Scientists Determine How an Outer Space Object Got Shaped Like a Blunt

Two years ago, scientists found the first visitor from interstellar space ever spotted inside the solar system. The trajectory of the elongated object, named ʻOumuamua, showed that it originated in an unknown star system that must have ejected it a long time ago.

Since then, debates have raged about the formation of this blunt-shaped traveler, including speculation that it is a UFO (note: it’s not aliens).

Now, scientists propose that ʻOumuamua was part of a larger celestial body that was whittled into oblong splinters during tight passes with its host star. The star’s tidal forces then booted it into the interstellar wilds, an origin story that may be common for interstellar objects (ISOs) in our galaxy, according to a study published on Monday in Nature Astronomy.

“Our research provides a possible explanation for 'Oumuamua's origin, and we also showed that the prolificacy of this kind of interstellar object and suggested that the formation process is ubiquitous in the Milky Way Galaxy,” said lead author Yun Zhang, a planetary scientist at the Observatoire de la Côte d’Azur in France, in an email.

“We expect to see more interstellar objects coming to our solar system in the future, and then we can compare their properties and population with 'Oumuamua to make a more accurate estimation about their occurrence rate,” she added.

Scientists have been ruminating about ʻOumuamua’s backstory ever since the object was first spotted in October 2017 by the Pan-STARRS telescope in Hawaii. At that point, the object had already made its closest pass to the Sun and was hurtling back out of the solar system.

Weirdly, ʻOumuamua is about 10 times longer than it is wide, creating bizarre proportions that don’t match any known objects inside our own solar system. Scientists also searched for ice and gas trailing the object, a sign it might be a comet, but saw nothing. Instead, ʻOumuamua appears to have a dark reddish color indicating that it is rich in metals and organic compounds.
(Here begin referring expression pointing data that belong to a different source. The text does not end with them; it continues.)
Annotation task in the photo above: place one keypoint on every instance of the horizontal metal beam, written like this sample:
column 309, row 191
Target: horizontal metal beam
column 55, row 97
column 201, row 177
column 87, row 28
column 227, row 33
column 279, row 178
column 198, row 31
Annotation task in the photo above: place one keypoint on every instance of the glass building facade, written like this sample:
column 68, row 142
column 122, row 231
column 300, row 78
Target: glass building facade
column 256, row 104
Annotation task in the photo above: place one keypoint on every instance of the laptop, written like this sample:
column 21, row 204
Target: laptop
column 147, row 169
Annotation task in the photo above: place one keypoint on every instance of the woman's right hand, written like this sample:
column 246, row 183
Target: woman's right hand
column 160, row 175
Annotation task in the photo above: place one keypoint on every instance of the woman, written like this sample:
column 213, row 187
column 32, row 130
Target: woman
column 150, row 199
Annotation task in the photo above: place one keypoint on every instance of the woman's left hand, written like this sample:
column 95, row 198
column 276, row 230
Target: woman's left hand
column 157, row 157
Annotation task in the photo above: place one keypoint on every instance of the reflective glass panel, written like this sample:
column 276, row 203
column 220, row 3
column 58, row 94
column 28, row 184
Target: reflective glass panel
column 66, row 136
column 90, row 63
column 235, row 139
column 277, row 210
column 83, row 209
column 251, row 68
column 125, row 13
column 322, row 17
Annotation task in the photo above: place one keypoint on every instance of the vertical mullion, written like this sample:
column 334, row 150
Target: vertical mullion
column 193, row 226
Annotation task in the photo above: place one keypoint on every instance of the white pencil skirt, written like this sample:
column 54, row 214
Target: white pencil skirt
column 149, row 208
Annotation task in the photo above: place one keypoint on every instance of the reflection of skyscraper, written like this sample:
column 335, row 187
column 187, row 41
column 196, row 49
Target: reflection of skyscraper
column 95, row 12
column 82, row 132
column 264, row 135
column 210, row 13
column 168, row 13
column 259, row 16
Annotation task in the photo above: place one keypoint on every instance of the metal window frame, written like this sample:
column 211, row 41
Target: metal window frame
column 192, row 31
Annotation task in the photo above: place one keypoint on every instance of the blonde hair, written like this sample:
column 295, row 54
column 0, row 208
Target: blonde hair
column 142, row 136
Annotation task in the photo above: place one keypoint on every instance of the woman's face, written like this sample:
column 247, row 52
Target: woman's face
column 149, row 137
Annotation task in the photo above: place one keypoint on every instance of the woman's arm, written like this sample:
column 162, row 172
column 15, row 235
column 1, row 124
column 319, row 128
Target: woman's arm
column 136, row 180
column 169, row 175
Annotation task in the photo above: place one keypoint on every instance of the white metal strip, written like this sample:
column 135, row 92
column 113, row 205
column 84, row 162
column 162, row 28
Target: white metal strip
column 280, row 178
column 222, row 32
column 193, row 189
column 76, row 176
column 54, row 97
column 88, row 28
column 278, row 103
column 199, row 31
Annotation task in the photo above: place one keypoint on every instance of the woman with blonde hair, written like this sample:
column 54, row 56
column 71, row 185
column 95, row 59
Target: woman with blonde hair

While it may have once been a comet, the object is now considered an asteroid.

In order to square all of these unusual features, Zhang and co-author Douglas Lin, an astronomer at UC Santa Cruz, ran high-resolution computer simulations of various celestial bodies—such as comets, debris, or even planets—approaching stars. The results predicted that a star about half the size of the Sun could shred large objects into these fragments, some of which would have even more elongated axis ratios than ʻOumuamua (perhaps more of a joint shape than a blunt shape).

Close stellar encounters would also cause the surface of the shards to melt, then solidify once the objects receded from the intense heat and radiation of the star. This process could essentially coat the objects in natural glue, causing an “enhancement of cohesion” that offers “a possible formation scenario for the reported shape, size, and surface features of ‘Oumuamua,” according to the study.

A single star system may eject trillions of these objects over the course of several billion years, the team estimated, so interstellar space is no doubt filled with shattered travelers. Indeed, last year, scientists discovered another visitor from interstellar space called comet 2I/Borisov, and they expect to spot many more in the coming decades.

“The interstellar objects’ ejection are stirred by mutual effects during different stages of planetary system evolution,” Zhang said. “Some specific planetary formation and evolution processes can also be tested by analyzing these interstellar objects.”

“Spectral interpretation from observations in the future also could help to reveal some of their chemical properties and make some links to solar system small bodies,” she continued. “It would be cool if we could have some space missions go to upcoming interstellar objects to analyze if they contain any chemical precursors of life.”

Ejected asteroids, comets, and even planets are drifting across the galaxy, occasionally getting captured by the gravity of random star systems. They may carry and distribute the ingredients for life, such as water and organic compounds, “between stars near and far,” Zhang and Lin said in the study.

“It’s possible that simple organic compounds and complex organic molecules can be preserved in these asteroidal ISOs,” Zhang explained. “There is some evidence that organic molecules are abundant in some asteroids, comets, or meteorites. These organic compounds are believed to be the potential ingredients for life to start.”

“If some systems’ planetary bodies contain such ingredients, they may distribute around the galaxy by the interstellar objects,” she said.

Update: This article has been updated with comments from lead author Yun Zhang.